Nid d’oiseau de Pékin, 23 août 2008. Sous une chaleur étouffante, un jeune et chevelu numéro 15 continue de rouler sur les JO. Pour contrer le pied gauche du virevoltant Messi, le Nigeria met en place un dispositif spécial. À la 58e pourtant, le meilleur joueur du tournoi lance parfaitement Ángel Di María. D’un beau lob, le joueur de Benfica inscrit le seul but de la finale et offre une deuxième breloque en or à l’Albiceleste en deux olympiades. Après avoir explosé le Brésil en demi-finale, les hommes du champion du monde 1986 Sergio Batista exultent.

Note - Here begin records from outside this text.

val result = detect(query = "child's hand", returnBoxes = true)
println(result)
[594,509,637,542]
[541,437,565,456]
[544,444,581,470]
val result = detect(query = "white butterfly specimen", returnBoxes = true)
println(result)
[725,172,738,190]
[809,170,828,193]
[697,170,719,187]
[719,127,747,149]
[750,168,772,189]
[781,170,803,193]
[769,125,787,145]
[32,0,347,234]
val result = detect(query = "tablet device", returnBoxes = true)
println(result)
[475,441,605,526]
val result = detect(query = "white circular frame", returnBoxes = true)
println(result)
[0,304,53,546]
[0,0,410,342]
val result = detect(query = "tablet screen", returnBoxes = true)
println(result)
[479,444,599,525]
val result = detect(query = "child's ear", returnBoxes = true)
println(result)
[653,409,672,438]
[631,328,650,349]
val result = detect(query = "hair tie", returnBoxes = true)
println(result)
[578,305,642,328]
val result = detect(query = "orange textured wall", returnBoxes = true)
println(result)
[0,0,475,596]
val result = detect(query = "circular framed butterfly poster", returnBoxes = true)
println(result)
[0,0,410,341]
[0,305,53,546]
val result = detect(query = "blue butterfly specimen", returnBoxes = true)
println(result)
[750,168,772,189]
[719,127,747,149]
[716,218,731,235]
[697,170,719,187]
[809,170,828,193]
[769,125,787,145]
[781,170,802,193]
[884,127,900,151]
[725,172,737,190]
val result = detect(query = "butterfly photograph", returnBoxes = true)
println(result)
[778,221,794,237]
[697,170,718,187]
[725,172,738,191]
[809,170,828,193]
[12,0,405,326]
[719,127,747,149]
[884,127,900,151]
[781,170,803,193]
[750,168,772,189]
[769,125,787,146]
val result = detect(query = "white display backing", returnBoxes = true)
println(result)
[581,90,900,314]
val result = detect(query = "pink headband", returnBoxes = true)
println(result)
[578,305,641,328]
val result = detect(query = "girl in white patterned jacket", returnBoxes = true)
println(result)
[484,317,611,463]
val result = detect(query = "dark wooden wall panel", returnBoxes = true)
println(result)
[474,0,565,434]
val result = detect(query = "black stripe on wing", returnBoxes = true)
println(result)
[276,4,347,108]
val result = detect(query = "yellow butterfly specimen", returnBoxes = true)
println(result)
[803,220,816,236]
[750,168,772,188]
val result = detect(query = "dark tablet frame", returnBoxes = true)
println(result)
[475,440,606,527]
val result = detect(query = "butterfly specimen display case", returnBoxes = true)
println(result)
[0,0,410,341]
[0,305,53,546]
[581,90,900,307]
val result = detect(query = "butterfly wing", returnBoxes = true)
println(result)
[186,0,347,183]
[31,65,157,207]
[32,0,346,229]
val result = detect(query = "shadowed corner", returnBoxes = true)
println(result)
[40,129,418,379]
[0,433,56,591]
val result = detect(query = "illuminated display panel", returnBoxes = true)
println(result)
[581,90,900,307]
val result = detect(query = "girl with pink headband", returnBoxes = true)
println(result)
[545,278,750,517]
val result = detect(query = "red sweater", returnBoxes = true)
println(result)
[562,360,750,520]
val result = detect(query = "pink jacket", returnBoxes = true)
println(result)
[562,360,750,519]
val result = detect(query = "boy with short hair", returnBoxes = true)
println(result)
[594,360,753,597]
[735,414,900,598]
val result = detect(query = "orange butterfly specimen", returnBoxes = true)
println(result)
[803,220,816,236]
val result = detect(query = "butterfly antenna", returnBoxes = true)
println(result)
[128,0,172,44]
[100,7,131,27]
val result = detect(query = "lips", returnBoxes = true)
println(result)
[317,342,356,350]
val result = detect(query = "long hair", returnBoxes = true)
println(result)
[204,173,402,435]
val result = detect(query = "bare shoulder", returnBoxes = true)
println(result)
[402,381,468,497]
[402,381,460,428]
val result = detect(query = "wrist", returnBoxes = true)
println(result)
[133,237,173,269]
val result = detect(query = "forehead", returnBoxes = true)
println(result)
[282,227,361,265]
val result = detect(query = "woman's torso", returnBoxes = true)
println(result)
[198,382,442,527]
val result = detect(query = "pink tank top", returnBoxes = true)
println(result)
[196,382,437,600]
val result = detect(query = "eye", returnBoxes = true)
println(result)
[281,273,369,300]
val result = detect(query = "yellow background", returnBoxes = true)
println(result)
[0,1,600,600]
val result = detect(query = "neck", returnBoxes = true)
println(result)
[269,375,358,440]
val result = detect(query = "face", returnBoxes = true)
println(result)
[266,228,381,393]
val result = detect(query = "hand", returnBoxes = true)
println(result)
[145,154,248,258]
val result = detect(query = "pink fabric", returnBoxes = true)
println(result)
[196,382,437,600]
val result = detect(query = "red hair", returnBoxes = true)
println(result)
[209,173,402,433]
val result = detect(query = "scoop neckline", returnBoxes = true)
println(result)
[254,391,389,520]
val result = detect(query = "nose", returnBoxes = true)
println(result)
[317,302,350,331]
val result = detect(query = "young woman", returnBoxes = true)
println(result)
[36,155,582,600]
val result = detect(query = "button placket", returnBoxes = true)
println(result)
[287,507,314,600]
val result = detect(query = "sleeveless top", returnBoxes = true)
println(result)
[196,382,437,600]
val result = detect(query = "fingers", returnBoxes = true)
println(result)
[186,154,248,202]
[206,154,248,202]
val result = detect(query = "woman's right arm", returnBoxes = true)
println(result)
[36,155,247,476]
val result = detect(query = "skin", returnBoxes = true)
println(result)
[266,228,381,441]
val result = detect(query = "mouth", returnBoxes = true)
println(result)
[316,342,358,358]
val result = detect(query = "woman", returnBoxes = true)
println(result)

Aux côtés de Riquelme, venu encadrer la jeune star, Kun Agüero, Di María, Mascherano, Banega et Fazio, actuellement en Russie, sont déjà là. Lavezzi, Gago, Zabaleta ou Romero auraient aussi pu être du voyage. Pour la Pulga et ses potes, c’est déjà le deuxième titre international après la victoire obtenue trois ans plus tôt aux championnats du monde U20, toujours contre le Nigeria. La presse et les hinchas argentins en sont convaincus, une génération dorée prête à régner sur le football mondial est née. Les espoirs placés en elle sont énormes. Dix ans plus tard, à l’heure de rencontrer à nouveau les Super Eagles dans une « finale » pour ne pas gicler de la Coupe du monde, l’amertume l’est tout autant.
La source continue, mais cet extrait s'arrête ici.